Закрыв дверь, папик провел меня по комнатам уютно обставленной квартиры и грустно произнес:
— Ну вот, девочка, мое новое убежище. На днях прикупил. В общем-то квартира неплохая, но я никогда не любил городские квартиры. Я предпочитаю жить в особняках.
— Шикарная квартира! — воскликнула я. — Наверное, стоит целое состояние!
— Для меня это копейки, — засмеялся папик, снял пиджак, кобуру, подкатил журнальный столик с бутылкой крепкого джина и разлил его по рюмкам.
— Давай, Дашенька, отметим твое выздоровление! Я хотел по-домашнему. В ресторане постоянная суета, да и народу слишком много. Я в последнее время стал уставать от суеты. Ты не против, если мы отпразднуем это событие здесь?
— Я бы хотела съездить на кладбище, чтобы проведать Татьяну…
— Завтра обязательно поедем. Меня туда самого тянет… — Папик грустно улыбнулся. — Танька говорила, что ты лимузины любишь, а я их терпеть не могу. Хотел приехать за тобой в больницу на лимузине, но не смог пересилить себя. На них одни пижоны разряженные катаются, а нормальный мужик в джип сядет.
— Мне все равно, на чем вы приехали, — несмело сказала я.
— Даша, давай перейдем на «ты». А то я себя рядом с тобой дряхлым стариком чувствую, словно мне лет девяносто, не меньше. Зови меня просто Гришей.

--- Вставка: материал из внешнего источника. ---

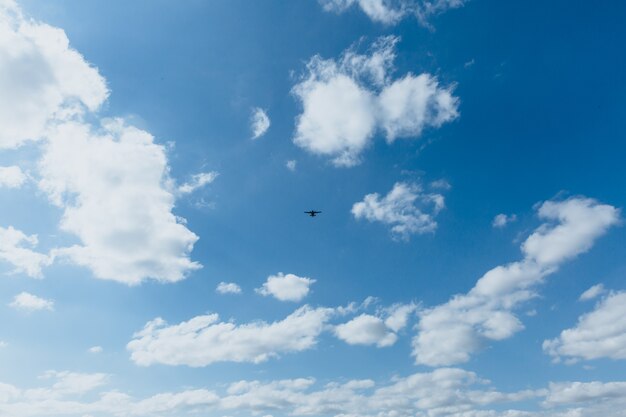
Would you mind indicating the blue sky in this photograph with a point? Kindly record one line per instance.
(156, 159)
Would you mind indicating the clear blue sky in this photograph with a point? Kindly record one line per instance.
(467, 157)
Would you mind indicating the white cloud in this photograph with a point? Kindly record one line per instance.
(12, 177)
(345, 102)
(599, 334)
(30, 302)
(380, 329)
(366, 330)
(259, 122)
(451, 332)
(502, 220)
(198, 181)
(288, 287)
(592, 292)
(23, 259)
(42, 79)
(204, 339)
(111, 186)
(392, 11)
(228, 288)
(406, 208)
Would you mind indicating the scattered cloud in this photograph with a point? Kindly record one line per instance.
(390, 12)
(592, 292)
(204, 340)
(14, 249)
(29, 302)
(599, 334)
(288, 287)
(12, 177)
(42, 79)
(346, 101)
(198, 181)
(406, 208)
(228, 288)
(451, 332)
(110, 185)
(502, 220)
(259, 122)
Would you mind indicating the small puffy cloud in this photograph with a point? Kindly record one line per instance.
(259, 122)
(12, 177)
(204, 340)
(198, 181)
(406, 208)
(599, 334)
(29, 302)
(110, 185)
(380, 329)
(366, 330)
(389, 12)
(345, 102)
(42, 79)
(592, 292)
(15, 249)
(288, 287)
(228, 288)
(502, 220)
(451, 332)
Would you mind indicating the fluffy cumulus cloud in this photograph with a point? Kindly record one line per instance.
(407, 209)
(259, 122)
(110, 185)
(228, 288)
(204, 340)
(15, 249)
(345, 102)
(502, 220)
(42, 78)
(29, 302)
(12, 177)
(592, 292)
(288, 287)
(451, 332)
(110, 180)
(391, 11)
(598, 334)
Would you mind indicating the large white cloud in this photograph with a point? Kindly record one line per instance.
(111, 180)
(451, 332)
(406, 208)
(42, 78)
(110, 184)
(391, 11)
(15, 248)
(288, 287)
(205, 339)
(347, 101)
(598, 334)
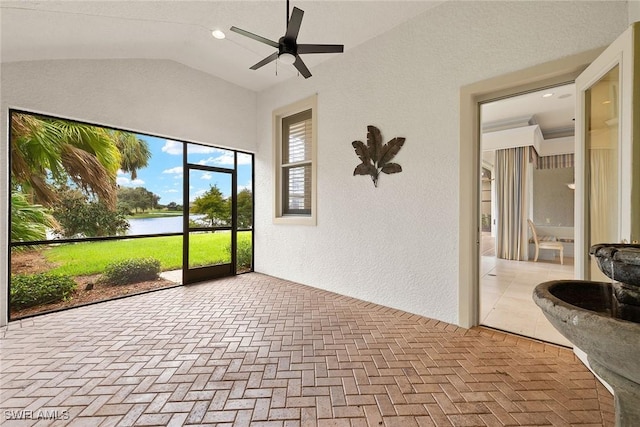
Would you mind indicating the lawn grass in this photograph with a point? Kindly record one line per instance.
(77, 259)
(154, 214)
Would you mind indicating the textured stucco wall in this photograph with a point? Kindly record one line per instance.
(634, 11)
(397, 244)
(163, 98)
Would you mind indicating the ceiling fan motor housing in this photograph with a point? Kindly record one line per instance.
(287, 45)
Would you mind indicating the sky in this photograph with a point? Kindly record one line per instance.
(164, 174)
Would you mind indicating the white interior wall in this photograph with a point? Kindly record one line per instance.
(397, 244)
(634, 11)
(158, 97)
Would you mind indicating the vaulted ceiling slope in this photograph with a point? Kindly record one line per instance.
(181, 31)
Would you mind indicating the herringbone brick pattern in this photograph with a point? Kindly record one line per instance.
(254, 350)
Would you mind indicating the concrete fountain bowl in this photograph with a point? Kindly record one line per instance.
(594, 318)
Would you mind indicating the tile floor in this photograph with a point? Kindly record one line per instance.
(506, 289)
(257, 351)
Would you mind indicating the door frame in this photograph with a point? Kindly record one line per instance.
(198, 274)
(538, 77)
(628, 192)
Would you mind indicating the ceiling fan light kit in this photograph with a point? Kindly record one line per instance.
(288, 48)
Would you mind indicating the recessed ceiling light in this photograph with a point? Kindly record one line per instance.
(218, 34)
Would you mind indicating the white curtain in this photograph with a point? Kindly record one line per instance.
(511, 201)
(603, 200)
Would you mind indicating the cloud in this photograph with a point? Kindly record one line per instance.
(175, 148)
(172, 147)
(177, 169)
(244, 187)
(226, 159)
(126, 182)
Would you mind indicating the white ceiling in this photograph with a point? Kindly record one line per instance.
(554, 113)
(181, 31)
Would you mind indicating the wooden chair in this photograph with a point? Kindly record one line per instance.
(545, 244)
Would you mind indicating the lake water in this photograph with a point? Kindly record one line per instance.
(164, 224)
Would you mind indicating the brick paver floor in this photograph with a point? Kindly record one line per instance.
(254, 350)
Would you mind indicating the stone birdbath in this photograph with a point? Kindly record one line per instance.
(603, 320)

— Гришей? — переспросила я дрожащим голосом.
— Ну, если хочешь, Григорием. Как тебе удобно.
— Я постараюсь…
— Даша, я хочу знать о тебе все.
— В смысле?
— Я хочу знать о тебе все. Тебе необходимо выговориться. Мне кажется, что ты многое держишь в себе. Тебя что-то гнетет, девочка. Расскажи мне все. Я не причиню тебе зла.
— Вы хотите знать все?
— Хочу.
— Тогда слушайте.
— Слушай, — поправил меня папик.
— Слушай, Гриша, — нерешительно сказала я.
…Я рассказала ему про то, как вышла замуж за Макса, как мы жили все это время, как Макс опротивел мне и я хотела его убить, про свой стриптиз-бар, про Глеба, про его предательство, про Веркины угрозы, про знакомство с сатанистами, про колонию и встречу с Танькой и даже про то, как Глеб приезжал ко мне на свидание и просил меня станцевать. Папик внимательно меня слушал, ни разу не перебив.
— Мне не дает покоя смерть Макса. Верка что-то скрывает. Почему тело до сих пор не нашли и меня не забрали в милицию? Почему мать Макса не захотела встретиться со мной? Больше всего на свете я боюсь опять оказаться в колонии. Я не выдержу там. Лучше умереть, чем попасть в это страшное место, — тяжело вздохнула я.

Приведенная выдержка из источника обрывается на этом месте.